The Quality Assurance Department’s current vision for effective quality assurance mechanisms is based on a principle to create a balance between autonomy and accountability. Autonomy and decentralisation may be permeated through the internal review of education providers. This is complemented by an external review conducted by the regulatory authority.

The primary intention is that schools and their learning community are engaged in an ongoing, cyclical reflective process which is directed at improving educational outcomes for all their learners.

An internal review process is pivotal to evaluate what is and is not working, and for whom, and then determine what improvements are needed, particularly to enhance equity and achieve educational outcomes. Internal evaluation involves asking good questions, collecting focused and fit-for-purpose data and feedback, then analysing and making sense of this information to inform school development planning.

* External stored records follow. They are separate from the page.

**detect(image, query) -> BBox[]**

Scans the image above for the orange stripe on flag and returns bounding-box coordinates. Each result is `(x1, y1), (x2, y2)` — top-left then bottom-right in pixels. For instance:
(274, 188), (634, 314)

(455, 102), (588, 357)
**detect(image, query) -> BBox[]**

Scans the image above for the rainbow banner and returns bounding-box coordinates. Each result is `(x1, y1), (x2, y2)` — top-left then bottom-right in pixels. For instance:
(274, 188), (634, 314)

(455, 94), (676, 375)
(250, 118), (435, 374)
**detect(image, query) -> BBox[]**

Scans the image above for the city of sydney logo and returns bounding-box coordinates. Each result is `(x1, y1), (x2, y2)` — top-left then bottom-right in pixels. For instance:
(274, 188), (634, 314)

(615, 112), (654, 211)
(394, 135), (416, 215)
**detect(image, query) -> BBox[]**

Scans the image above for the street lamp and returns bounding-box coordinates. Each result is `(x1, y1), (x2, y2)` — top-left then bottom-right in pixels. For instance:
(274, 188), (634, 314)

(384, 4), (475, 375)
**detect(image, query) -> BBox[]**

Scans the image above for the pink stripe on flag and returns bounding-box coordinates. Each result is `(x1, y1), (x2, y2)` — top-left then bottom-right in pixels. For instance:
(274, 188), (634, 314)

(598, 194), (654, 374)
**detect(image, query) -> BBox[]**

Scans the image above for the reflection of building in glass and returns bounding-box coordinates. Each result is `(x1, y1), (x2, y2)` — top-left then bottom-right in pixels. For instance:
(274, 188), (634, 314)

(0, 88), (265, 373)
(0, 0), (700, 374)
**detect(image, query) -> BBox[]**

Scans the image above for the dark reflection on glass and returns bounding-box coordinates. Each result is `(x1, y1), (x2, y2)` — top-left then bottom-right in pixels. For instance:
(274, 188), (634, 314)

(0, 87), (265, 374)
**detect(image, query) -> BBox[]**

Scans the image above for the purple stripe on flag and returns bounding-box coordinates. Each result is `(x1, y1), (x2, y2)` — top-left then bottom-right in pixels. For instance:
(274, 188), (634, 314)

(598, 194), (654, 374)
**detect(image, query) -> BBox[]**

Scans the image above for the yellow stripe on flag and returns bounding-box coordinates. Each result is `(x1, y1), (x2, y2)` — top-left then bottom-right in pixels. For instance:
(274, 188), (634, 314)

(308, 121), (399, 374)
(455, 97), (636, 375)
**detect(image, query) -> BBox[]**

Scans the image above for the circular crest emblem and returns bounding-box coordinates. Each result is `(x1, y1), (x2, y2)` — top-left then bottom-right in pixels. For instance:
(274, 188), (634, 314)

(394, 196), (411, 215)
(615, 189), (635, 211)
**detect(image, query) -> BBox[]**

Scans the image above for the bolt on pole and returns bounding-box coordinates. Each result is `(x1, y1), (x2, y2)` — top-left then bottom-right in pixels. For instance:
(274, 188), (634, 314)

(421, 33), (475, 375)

The essence of the internal review process is to identify areas for improvement as priority targets and convert them into manageable, ‘bite-sized’ whole school development plan. These should be accomplished through a series of small-scale incremental projects and/or strategies that seek to build confidence and success. This will then develop a base for further projects and/or strategies for improvement. Meaningful and lasting change is based on a long series of small and achievable targets. This leads to an incremental approach towards continuous improvement. More is achieved in this way, over a period of time, than by trying to make hasty large-scale changes.

An effective internal review is always driven by the will to improve, to assist all learners to experience a meaningful and successful learning journey.